Kovboyumuzun Pentagon kaynaklı komplo teorilerini sevdiğini bildiğim için ben de Amerikan masalı anlatayım istedim!
Yasama da, Yürütme de, bağımsızdır. Doğrudur.
Ama nedense "Yargı"nın yâni "Hukuk"un da bağımsız olduğu unutuldu!
Adâlet, mülkün yâni devletin temelidir beğler!
Adâletin, hukukun olmadığı yerde mülk olmaz! Mülkün-devletin olmadığı yerde de demokrasi adındaki silah, hiç kimseye lâzım olmaz.
Ne Amerika'nın Vahşi Batı'sının zorba silahşörlerinin hâkimiyetleri, ne de bizim dağ kanunlarımızın gücü, Cumhuriyet'e sökmez!
Yazılı 3.500-4.000 yıllık tarihi olan bir milletin devleti; demokrasiyi silah olarak kuşanmışlara teslîm olmaz!
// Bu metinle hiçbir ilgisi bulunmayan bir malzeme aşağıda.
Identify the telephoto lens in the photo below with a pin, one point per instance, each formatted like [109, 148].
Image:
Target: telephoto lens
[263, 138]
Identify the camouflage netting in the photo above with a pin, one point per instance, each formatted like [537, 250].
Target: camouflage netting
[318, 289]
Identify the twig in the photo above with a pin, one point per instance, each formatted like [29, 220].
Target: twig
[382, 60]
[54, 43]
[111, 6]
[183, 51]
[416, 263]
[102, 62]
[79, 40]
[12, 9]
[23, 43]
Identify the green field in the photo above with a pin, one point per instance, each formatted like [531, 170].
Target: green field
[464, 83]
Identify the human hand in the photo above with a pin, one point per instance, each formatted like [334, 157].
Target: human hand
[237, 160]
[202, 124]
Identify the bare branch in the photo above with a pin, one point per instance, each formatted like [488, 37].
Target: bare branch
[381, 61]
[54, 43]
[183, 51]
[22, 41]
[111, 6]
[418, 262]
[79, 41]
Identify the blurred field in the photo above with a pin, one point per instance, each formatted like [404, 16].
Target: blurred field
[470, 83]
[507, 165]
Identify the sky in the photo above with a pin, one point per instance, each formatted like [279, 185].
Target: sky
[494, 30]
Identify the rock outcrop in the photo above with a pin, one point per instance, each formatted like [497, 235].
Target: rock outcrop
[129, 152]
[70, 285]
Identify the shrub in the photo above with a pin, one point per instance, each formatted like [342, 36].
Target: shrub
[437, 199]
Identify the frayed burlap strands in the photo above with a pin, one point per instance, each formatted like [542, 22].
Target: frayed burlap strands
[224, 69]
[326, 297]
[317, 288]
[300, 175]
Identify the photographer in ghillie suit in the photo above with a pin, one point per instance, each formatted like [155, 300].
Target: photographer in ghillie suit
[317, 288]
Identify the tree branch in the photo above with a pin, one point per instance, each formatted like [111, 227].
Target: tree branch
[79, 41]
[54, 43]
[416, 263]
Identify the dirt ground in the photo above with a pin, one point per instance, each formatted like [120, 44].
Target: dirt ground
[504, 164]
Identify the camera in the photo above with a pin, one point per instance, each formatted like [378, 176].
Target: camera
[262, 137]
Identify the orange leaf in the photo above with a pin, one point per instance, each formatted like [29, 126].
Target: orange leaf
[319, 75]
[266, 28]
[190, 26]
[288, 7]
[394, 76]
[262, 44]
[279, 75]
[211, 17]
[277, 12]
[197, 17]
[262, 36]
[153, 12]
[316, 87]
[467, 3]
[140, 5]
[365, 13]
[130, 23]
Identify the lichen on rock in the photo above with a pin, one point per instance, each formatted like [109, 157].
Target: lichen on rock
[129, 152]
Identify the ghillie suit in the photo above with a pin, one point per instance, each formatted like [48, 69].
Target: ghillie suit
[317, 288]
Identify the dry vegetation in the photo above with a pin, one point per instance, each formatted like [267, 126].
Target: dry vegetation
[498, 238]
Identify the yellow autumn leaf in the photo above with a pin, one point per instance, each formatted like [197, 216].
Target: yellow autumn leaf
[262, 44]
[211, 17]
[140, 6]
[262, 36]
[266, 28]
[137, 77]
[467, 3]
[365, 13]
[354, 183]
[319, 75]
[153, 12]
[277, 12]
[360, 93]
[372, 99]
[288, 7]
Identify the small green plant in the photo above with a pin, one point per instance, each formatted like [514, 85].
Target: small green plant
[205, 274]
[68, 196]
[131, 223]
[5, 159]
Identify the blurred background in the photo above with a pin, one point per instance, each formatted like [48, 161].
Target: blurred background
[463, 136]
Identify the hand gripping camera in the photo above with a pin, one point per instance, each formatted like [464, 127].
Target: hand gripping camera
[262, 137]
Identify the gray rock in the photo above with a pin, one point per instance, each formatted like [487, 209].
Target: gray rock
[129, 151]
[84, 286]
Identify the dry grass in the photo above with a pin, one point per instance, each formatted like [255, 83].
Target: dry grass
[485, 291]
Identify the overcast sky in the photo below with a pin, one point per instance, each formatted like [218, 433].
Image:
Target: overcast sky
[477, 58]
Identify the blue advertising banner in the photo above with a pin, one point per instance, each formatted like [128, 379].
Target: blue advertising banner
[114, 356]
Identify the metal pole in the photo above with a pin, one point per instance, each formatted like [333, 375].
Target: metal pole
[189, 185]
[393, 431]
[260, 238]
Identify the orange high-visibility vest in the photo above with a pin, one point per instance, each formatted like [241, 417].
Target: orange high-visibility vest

Demokrasi, laiklik, Cumhuriyet ve cumhuriyet kazanımlarını, çok zor şartlarda ve çok pahalı bir bedel ödeyerek edinmiş Türk Milleti, bu kazanımlarından kolay vaz geçmez!
AKP adındaki, "Demokrasi" markalı silahıyla AB ve ABD'den aldığı destekle, milletin isteklerini duymazdan gelen kovboy; "Cumhuriyet" adındaki "Hukuk" markalı silahlı silahşörün, millet adına ensesine vurduğu tokadı hak etmiştir!
Demokrasi, hür milletlerin sistemidir. Kendi çıkarlarını ve yedi yıllık kazanımlarını korumak adına demokrasiyi silah edinmek isteyenlerin karşısına, Cumhuriyet'in Hukuk kurumları çıkacaktır.
Ve "Adâletle merhâmet, aslâ bir arada olmaz."
Biraz süvâriler memleketinde, silahşörler düellosu gibi oldu ama!...
"TÜRK'ÜM. BU AD HER ÜNVANDAN ÜSTÜNDÜR."